Outro

âmbar


características:

nome: Âmbar
Outros nomes: Succinita, Âmbar (Inglês), Eletro
classe mineral: Compostos orgânicos
Fórmula química: C10B16O + (H2S)
Elementos químicos: Carbono, hidrogênio, oxigênio, enxofre
Minerais similares: /
cor: amarelo-marrom, vermelho, laranja, amarelo-mel
gloss: Gorduroso
estrutura de cristal: amorfo
densidade de massa: aproximadamente 1.1
magnetismo: não magnético
dureza de Mohs: aprox. 2
cor do traço: branco
transparência: transparente a opaco
uso: Gemstone

Informações gerais sobre âmbar:

âmbar não é uma pedra no verdadeiro sentido, mas uma resina de árvore fossilizada fossilizada, formada por coníferas primitivas e solidificada ao longo de milhões de anos.

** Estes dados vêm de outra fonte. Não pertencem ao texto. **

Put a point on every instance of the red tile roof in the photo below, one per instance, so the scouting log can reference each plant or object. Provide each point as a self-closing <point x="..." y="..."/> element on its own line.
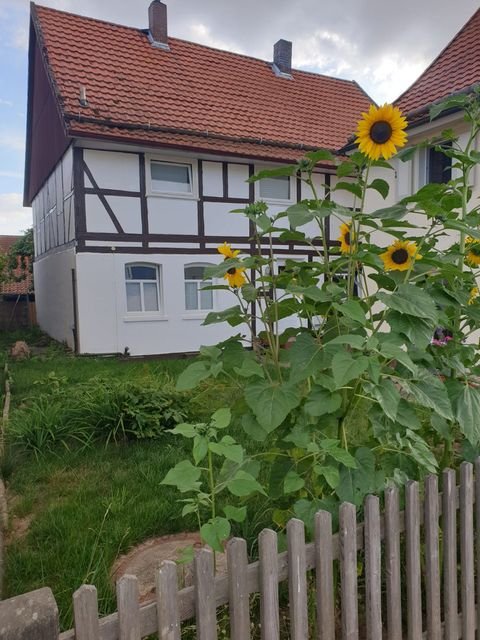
<point x="20" y="281"/>
<point x="192" y="95"/>
<point x="456" y="68"/>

Foi criado na época dos dinossauros e funcionou até 270 milhões de anos como fluido de ferida de uma árvore da casca. Até o momento, os pesquisadores não foram capazes de esclarecer claramente qual árvore Bernstein produziu. A existência do chamado pinheiro âmbar, que há muito se suspeitava ser a origem da cobiçada gema, não podia ser provada. Os cientistas acreditam que o larício, o cedro e outras árvores coníferas podem ser considerados fornecedores de âmbar.
O nome da gema cobiçada deriva da palavra do meio baixo alemão "börnen", que significa "queimar" significa. O resultado foi o termo "börnesteen", que se refere à forte inflamabilidade da resina.
O âmbar forma tubérculos e se destaca por sua cor característica, que varia de amarelo intenso a marrom, vermelho e laranja. Raro é marfim, ligeiramente azulado ou esverdeado e âmbar quase preto. Muitas vezes, um âmbar mostra inclusões causadas por bolhas de água, sementes de plantas, pequenos animais ou insetos, pedaços de casca ou galhos de árvores. A resina fóssil pode parecer transparente e opaca, mostrando um brilho oleoso a ceroso.

Ocorrência e localidades:

O âmbar mais famoso e mais procurado vem dos Estados Bálticos e também é conhecido como succunita. Ele se originou cerca de cinquenta milhões de anos atrás, no que é hoje a Finlândia e a Suécia Central, onde naquela época havia uma enorme área florestal chamada Floresta de Âmbar. Devido às mudanças climáticas, houve fortes inundações, o que levou as árvores a se afogarem nas inundações e a água lavou a resina ainda não fossilizada dos troncos. Isso se depositou nos enormes pântanos e baías resultantes e petrificou lá ao longo de milhões de anos. Gradualmente, os depósitos de areia e pedras foram cobertos, o que levou à oxidação e perda de água. Isso explica por que o famoso âmbar do Báltico é encontrado hoje como uma resina fossilizada, especialmente ao longo da costa do Mar do Norte e do Mar Báltico e na Samland.

Histórico e uso:


Na antiguidade, o âmbar era chamado de "elétron" (grego) ou "elétrum" (latino), porque as pessoas usavam pedaços maiores da resina endurecida do que os pincéis de roupas que atraíam partículas estáticas e de poeira. Como resultado, Bernstein é hoje também conhecido como o epônimo do conceito de eletricidade. Sua principal importância é o âmbar como uma jóia, que não só adorna colares, pulseiras, anéis, broches e brincos, mas também caixões, estátuas e incrustações antigas de várias peças de mobiliário, piteira e cachimbos. No final do século XVII, âmbar transparente descolorido era usado para fazer lentes ópticas. Para jóias, cópias não utilizáveis ​​foram processadas em laca e óleos âmbar. Além disso, o âmbar hoje no esotérico várias propriedades positivas atribuídas à saúde de seres humanos e animais de estimação.